The standard redemption rate across major Malaysian bank programmes is 500 points = RM1, meaning you effectively earn RM1 for every RM500 spent at a 1-point-per-ringgit earn rate. Points at both Maybank and CIMB expire after three years from the quarter in which they were earned, so they do not last forever.

The value comes through when you transfer points into airline miles at a favourable ratio, or catch periodic cashback redemption promotions that beat the base rate.

Air miles cards

Miles cards earn points that transfer to airline frequent flyer programmes: Malaysia Airlines Enrich, AirAsia BIG Points, Singapore Airlines KrisFlyer, and Cathay Pacific Asia Miles are the main ones accessible through Malaysian bank cards.

These cards reward travelling spenders most. Their effective value per ringgit on everyday categories is usually lower than a dedicated cashback card on those same categories, but a single flight redemption can deliver disproportionate value that no cashback card can match.

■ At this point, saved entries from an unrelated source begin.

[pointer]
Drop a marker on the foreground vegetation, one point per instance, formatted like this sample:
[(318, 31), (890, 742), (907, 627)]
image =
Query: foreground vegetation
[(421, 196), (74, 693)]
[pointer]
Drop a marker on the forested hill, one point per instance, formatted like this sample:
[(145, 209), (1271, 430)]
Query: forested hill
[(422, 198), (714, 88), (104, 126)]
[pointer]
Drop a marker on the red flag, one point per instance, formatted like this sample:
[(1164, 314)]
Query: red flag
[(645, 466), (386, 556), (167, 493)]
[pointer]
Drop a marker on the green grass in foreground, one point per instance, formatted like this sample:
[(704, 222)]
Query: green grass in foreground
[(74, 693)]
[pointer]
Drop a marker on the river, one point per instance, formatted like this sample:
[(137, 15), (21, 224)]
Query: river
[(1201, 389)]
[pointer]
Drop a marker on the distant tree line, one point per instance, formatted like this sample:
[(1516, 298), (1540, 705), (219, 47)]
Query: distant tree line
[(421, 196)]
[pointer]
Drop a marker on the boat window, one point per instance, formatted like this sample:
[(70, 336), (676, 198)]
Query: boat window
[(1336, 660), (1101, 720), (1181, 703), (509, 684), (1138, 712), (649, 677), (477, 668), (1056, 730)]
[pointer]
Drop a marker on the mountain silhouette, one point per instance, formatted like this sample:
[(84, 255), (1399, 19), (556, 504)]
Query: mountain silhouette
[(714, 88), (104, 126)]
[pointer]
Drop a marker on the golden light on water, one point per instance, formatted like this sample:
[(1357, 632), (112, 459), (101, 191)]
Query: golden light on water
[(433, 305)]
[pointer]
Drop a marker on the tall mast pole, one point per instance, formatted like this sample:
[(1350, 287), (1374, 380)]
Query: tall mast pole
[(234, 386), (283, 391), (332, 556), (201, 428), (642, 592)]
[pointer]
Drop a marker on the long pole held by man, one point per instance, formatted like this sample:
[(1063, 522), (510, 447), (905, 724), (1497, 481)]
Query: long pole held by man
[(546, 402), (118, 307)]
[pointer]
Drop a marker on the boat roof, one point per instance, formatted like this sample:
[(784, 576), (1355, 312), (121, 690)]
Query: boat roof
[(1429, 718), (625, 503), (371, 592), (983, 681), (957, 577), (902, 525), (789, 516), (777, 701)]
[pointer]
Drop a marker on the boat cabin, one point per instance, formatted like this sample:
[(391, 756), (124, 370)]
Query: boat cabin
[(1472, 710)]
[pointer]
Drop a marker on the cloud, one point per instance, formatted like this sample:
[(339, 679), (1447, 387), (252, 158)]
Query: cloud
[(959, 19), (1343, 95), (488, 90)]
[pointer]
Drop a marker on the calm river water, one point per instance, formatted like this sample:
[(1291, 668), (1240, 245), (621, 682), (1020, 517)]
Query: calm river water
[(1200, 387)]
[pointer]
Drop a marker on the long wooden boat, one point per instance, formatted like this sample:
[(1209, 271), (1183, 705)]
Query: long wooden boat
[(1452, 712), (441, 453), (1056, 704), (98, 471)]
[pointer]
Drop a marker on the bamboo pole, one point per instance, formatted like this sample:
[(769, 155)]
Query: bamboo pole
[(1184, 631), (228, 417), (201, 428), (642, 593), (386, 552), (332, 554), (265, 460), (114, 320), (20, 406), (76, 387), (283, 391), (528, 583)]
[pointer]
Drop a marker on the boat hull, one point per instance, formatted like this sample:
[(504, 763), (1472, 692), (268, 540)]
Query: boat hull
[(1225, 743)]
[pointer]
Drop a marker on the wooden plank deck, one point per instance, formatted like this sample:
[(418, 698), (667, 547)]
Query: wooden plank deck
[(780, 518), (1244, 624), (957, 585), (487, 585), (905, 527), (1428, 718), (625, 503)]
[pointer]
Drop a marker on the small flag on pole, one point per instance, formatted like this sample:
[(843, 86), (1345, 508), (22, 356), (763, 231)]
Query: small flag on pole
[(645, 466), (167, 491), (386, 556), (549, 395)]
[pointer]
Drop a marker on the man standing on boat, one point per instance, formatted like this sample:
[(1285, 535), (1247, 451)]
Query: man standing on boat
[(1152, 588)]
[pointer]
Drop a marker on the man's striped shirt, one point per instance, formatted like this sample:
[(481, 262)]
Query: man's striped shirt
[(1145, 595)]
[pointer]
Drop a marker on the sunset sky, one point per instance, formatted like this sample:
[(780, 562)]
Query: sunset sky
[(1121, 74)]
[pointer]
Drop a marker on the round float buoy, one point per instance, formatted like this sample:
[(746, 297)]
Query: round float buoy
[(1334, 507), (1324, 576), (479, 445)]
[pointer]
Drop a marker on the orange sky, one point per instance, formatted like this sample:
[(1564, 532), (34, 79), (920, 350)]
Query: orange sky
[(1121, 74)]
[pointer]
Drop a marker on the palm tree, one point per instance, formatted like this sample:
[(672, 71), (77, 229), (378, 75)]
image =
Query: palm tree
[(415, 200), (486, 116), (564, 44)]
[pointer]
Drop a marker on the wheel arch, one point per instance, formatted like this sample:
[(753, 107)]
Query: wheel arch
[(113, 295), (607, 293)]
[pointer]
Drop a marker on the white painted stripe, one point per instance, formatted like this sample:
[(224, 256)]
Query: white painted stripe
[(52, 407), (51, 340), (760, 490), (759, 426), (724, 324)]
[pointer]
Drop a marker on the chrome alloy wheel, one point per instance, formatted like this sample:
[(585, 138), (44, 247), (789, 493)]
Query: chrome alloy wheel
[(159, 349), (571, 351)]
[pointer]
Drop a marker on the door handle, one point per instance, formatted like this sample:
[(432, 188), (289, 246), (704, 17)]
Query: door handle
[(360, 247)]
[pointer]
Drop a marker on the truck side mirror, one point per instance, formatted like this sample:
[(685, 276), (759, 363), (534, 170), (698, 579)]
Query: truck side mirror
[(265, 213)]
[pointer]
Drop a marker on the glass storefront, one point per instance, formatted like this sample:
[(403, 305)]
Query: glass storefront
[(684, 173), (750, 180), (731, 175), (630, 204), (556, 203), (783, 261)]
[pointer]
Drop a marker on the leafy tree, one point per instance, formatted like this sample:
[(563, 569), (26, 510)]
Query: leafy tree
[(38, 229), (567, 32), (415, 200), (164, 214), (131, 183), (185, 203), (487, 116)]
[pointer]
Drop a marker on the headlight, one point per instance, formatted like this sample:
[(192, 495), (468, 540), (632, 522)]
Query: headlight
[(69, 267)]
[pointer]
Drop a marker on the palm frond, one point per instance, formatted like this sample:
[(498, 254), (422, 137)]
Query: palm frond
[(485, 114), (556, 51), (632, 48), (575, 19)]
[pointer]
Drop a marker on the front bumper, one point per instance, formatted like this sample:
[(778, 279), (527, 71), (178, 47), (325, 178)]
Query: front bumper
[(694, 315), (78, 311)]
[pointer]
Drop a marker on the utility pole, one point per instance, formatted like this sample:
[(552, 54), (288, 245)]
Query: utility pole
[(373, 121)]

What Malaysian households actually spend

The Department of Statistics Malaysia (DOSM) Household Expenditure Survey 2024 puts average monthly household spend at RM5,566, with groceries at RM876 (15.7%), dining out at RM948 (17.0%), and transport including petrol at RM611 (11.0%). Groceries and petrol together represent RM1,000 to RM1,500 for most families. That is where a well-matched cashback card easily outperforms a poorly matched miles card.


Cashback rates in Malaysia: what the numbers look like

Below are indicative rates from major Malaysian banks as of mid-2026. Rates and caps change; verify with the bank before applying.

Card (indicative)Top categoryRateMonthly capMin spend
Hong Leong WiseDining, petrol, groceries (weekends)10 to 15%RM15 to RM20 per categoryRM1,000/month
CIMB PETRONAS Visa Infinite-iPetronas fuel12%RM60RM4,000/month
RHB Shell VisaShell petrol12%RM30RM3,000/month
Maybank Visa SignaturePetrol and groceries5%RM88 combinedRM70,000 annual income
CIMB Cash Rebate PlatinumGroceries, petrol, cinema, utilities5%Stated per cardNone

Two important caveats. First, weekend-only rates: Hong Leong Wise pays 10% on weekdays only on the base rate. If your petrol stop is a Tuesday, you earn far less. Second, cap math: a 15% dining rate capped at RM20 per month is exhausted after just RM133 of dining spend. The DOSM average for dining out is RM948 a month. Most of that spend reverts to the base rate.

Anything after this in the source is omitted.